As described before, HSPG plays a role in regulation of various molecule transfer through the basement membrane, protection of matrix components such as type IV collagen from proteolytic attack, and storage of various cytokines and growth factors (2). HS degradation in the basement membrane causes release of angiogenic and growth factors leading to tumor cell migration, growth and angiogenesis, which are necessary for tumor cells to accomplish distant metastasis (Figure 1) (15). There have been ample evidence for a good correlation between metastatic potential and heparanase activity (2). It was also confirmed by the transduction study in which heparanase over-expession made tumor cells more metastatic in mice (4).

In the clinical study a significant difference in heparanase gene expression level has been shown between different stages of cancer. We have observed a strong association of heparanase expression at both protein and mRNA levels with cancer progression of bladder carcinoma and urothelial cancer (16). Heparanase is over-expressed at the invasive edge of cancer tissue, and the extent of heparanase expression is correlated with poor prognosis (16). The patients with heparanase-negative urothelial cancer showed significantly higher disease-free survival than the patients with heparanase-positive cancer. It is of more interest that heparanase expression in urothelial cancer tissue was highly correlated with the number of angiogenic vessel in the tumor tiossues (16). In fact angiogenic endothelial cells express heparanase, and it has been also confirmed that activated fibroblast surrounding tumor cells, infiltrating macrophages as well as mast cells produce heparanase.

Figure
Figure 1.
Role of heparanase in basement degradation by metastatic tumor cells
5. Inhibition of tumor metastasis by heparanase inhibitors

A heparanase inhibitor reported at first was heparin (3). Mouse melanoma heparanase was active on HS of various origins but not active at all on any of chondroitin 4-sulfate, chondroitin 6-sulfate, dermatan sulfate, keratan sulfate, hyaluronic acid and heparin (3). Among these glycosaminoglycans tested only heparin inhibited heparanase. Heparin was already known as an inhibitor of tumor metastasis to the lung, and its activity was believed to be dependent on anticoagulation. We prepared anticoagulation activity-free heparin derivatives by chemical modification and yielded heparanase-specific inhibitors (17). Using these heparin derivatives we proved that heparanase inhibitors could suppress lung colonization of melanoma cells without influence on blood coagulation. There have been shown that lung colonization of metastatic tumor cells could be inhibited by heparanase inhibitors, including suramin (18), 6-O-sulfated carboxymethylchitin (19), and calcium spirulan (20). However, they are often also inhibitors of other biological activities such as growth factor binding and metalloproteinase activation (18-19). Sulfated phosphomannopentaose (PI88) was developed by Parish et al. as a heparanase inhibitor: it, however, does inhibit VEGF and bFGF binding to cell surface receptors. PI88 showed a good tolerability in Phase I study with healthy volunteers and subjected to Phase I study with cancer patients (12).


6. Additional comments

All mammalian cells possess HSPGs on the cell surface and maintain them in a constant turnover by intracellular biosynthesis and degradation. They must constantly express heparanase at a certain level. In the contrary activated leukocytes express very high levels of heparanase. Thus a regulation of heparanase expression in activated leukocytes may be completely different from the one in normal stroma and epithelial cells. One of such mechanisms could be the expression of two different size transcripts, 1.7 kb and 5.0 kb, by alternative splicing. A shorter transcript is seen in peripheral blood cells and especially highly expressed in activated leukocytes. Inflammatory cells migrating from blood vessels to target tissue sites have to penetrate endothelial basement membranes and face to HSPG barriers, suggesting that heparanase activity is essential for inflammatory cells also. Therefore, a heparanase inhibitor could be useful not only for prevention of tumor metastasis and angiogenesis but also for suppression of inflammation.
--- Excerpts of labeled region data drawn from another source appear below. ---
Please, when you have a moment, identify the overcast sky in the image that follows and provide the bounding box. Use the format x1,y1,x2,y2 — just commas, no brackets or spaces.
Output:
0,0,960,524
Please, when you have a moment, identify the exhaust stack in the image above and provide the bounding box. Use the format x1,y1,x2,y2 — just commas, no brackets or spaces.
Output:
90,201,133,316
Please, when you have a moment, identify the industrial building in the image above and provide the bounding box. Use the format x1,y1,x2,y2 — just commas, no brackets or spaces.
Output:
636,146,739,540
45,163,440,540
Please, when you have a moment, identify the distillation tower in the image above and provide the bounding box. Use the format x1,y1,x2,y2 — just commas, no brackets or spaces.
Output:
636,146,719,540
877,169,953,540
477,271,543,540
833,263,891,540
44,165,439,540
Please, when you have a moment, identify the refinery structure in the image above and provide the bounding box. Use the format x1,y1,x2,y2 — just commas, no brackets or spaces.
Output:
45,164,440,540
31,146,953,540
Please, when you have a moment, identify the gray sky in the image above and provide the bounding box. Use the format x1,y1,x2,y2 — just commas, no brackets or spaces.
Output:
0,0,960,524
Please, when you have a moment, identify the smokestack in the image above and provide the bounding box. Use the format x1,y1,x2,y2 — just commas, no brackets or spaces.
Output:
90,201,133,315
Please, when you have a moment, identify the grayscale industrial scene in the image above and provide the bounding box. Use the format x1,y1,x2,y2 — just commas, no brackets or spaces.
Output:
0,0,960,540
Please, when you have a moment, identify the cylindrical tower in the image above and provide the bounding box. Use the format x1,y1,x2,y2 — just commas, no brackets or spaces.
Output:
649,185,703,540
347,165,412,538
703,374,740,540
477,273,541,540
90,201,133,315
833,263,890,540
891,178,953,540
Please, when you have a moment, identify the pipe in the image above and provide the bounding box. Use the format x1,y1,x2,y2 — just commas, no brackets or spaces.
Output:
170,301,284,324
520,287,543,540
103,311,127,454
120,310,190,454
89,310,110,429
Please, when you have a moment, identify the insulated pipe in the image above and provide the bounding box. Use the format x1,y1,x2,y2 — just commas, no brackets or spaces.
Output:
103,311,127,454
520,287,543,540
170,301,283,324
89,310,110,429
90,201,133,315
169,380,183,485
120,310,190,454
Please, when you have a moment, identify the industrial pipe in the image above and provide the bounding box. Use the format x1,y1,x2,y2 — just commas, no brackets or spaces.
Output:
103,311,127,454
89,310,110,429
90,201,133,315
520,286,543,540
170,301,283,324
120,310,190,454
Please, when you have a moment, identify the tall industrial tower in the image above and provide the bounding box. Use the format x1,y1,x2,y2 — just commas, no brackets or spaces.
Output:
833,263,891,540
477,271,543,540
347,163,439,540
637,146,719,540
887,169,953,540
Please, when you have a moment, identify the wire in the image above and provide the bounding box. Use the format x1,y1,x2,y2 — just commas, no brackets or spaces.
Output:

There is only one heparanase identified in mammalian cells so far. Hpa2 with a high homology to HPSE1 was very recently reported as a member of the novel heparanase family, but no heparanase activity has been detected with a Hpa2 recombinant protein (21). Thus, heparanase is a unique target enzyme for the development of new anti-metastatic and anti-inflammatory therapeutics.
Motowo Nakajima (Tsukuba Research Institute, Novartis Pharma K. K. )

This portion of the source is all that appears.